Nicola reared back on her stool. 'Stop. What's that cack on your lip?'
Bessie dropped her arms and ran the back of one hand under her nostrils. It left a glistening trail across her cheek.
'Oh shit.' Nicola got off the stool and backed away. 'I'm sorry, darling, but you can't come in here with a cold. I've got no resistance left. Helen, you'll have to send her home.' She shuffled as fast as she could down the hall into the spare room, and pulled the door shut behind her.
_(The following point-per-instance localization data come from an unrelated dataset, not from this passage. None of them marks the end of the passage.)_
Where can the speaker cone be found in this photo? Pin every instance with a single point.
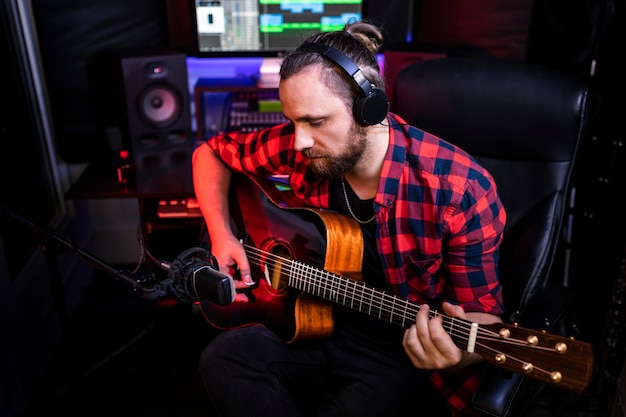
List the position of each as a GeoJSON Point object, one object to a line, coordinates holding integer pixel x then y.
{"type": "Point", "coordinates": [159, 105]}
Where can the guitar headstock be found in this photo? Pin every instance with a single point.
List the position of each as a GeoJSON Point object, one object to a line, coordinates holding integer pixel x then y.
{"type": "Point", "coordinates": [557, 360]}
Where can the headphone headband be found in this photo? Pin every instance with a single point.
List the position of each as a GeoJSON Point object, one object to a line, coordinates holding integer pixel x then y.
{"type": "Point", "coordinates": [371, 106]}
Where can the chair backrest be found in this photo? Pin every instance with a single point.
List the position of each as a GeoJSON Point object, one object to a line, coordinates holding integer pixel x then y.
{"type": "Point", "coordinates": [524, 123]}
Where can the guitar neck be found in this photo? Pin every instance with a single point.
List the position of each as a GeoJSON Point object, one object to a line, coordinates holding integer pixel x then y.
{"type": "Point", "coordinates": [373, 302]}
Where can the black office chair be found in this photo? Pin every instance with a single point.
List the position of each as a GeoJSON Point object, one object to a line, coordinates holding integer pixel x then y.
{"type": "Point", "coordinates": [525, 124]}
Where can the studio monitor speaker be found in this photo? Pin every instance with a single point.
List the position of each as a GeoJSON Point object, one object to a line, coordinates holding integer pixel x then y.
{"type": "Point", "coordinates": [149, 108]}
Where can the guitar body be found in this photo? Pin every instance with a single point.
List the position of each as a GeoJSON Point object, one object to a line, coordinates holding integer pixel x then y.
{"type": "Point", "coordinates": [306, 260]}
{"type": "Point", "coordinates": [264, 214]}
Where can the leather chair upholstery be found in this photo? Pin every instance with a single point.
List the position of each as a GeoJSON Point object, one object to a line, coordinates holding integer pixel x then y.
{"type": "Point", "coordinates": [525, 124]}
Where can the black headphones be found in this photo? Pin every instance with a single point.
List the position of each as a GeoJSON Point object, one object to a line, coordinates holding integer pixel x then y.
{"type": "Point", "coordinates": [371, 105]}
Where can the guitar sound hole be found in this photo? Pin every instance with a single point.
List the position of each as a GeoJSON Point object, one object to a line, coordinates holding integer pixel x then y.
{"type": "Point", "coordinates": [278, 263]}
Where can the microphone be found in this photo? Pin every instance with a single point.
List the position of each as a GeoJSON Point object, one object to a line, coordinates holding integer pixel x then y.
{"type": "Point", "coordinates": [194, 277]}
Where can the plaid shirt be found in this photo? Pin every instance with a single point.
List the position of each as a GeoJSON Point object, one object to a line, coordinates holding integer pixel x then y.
{"type": "Point", "coordinates": [439, 216]}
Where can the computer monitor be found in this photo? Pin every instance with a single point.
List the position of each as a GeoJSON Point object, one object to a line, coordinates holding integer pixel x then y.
{"type": "Point", "coordinates": [254, 27]}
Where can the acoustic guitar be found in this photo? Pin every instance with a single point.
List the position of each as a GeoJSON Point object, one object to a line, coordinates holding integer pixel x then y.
{"type": "Point", "coordinates": [306, 260]}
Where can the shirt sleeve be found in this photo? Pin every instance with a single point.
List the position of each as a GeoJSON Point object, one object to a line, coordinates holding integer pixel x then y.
{"type": "Point", "coordinates": [475, 235]}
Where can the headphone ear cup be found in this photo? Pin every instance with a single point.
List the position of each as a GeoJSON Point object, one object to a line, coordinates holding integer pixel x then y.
{"type": "Point", "coordinates": [372, 108]}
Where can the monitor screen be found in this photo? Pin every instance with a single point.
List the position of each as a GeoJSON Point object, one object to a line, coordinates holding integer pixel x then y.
{"type": "Point", "coordinates": [263, 27]}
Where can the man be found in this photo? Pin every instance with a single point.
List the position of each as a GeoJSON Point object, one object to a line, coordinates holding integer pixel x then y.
{"type": "Point", "coordinates": [432, 225]}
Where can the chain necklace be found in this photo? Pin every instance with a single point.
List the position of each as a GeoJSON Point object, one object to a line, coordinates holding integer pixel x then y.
{"type": "Point", "coordinates": [345, 195]}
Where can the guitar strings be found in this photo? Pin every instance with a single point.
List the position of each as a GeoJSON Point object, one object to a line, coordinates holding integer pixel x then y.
{"type": "Point", "coordinates": [334, 285]}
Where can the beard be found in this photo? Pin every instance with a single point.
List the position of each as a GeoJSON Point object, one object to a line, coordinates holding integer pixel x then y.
{"type": "Point", "coordinates": [335, 166]}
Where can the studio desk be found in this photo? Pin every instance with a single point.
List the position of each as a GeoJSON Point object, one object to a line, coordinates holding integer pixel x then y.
{"type": "Point", "coordinates": [169, 215]}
I picked up a pencil and took a breath to start explaining cell counts and immune systems, but Bessie didn't ask. She stood in the centre of the room with her arms dangling. Her face was blank. I heard the neighbour over the back lane slam his car door and drive away. At once his dog began its daily barking and howling. We had adapted our nerves to its tedious racket and no longer thought of complaining, but maybe the wind that morning was blowing from a new direction, for the high-pitched cries floated over the fence and right into our yard, filling the sunny air with lamentation.
One of my oldest friends is due just after Christmas for her third round of chemo. She has become a connoisseur of anti-nausea drugs. The wig is fabulous, though she says it's very irritating when people who haven't seen her for a while come up to her and say 'Wow, what have you done to your hair, it looks fabulous!'
I've known her since we were in our late teens. We shared a student house in our early twenties for two and a half years; we used to sing together a lot, and the other week we were driving to the supermarket when the young James Taylor appeared on the compilation CD singing 'Sweet Baby James' and we swung in behind him with two different harmonies. I was a witness at her wedding and a wet mess at her husband's funeral.
Now on the day before Christmas Eve I'm recovering from a very bad upper respiratory tract infection; though functional, I am still a little rattly, sodden and febrile. Every day, by email, she and I defer and renegotiate a meeting to exchange Christmas greetings and presents, which may have to become Proclamation Day greetings and presents (special SA public holiday) or possibly even New Year greetings and presents. Because she must not catch this. It put me in bed for the best part of three days, and my immune system's pretty good.
What floors me is the power of the drive to disregard it: the ferocious sense of what's good and proper that tells me I can't possibly not see her and her daughter, the fourth-year Aerospace Engineering student who at the age of eleven introduced me to Harry Potter, for Christmas. Everything about staying away seems mean-spirited, ultra-cautious, ungenerous, unloving. Which in the face of the immunological facts is clearly absurd.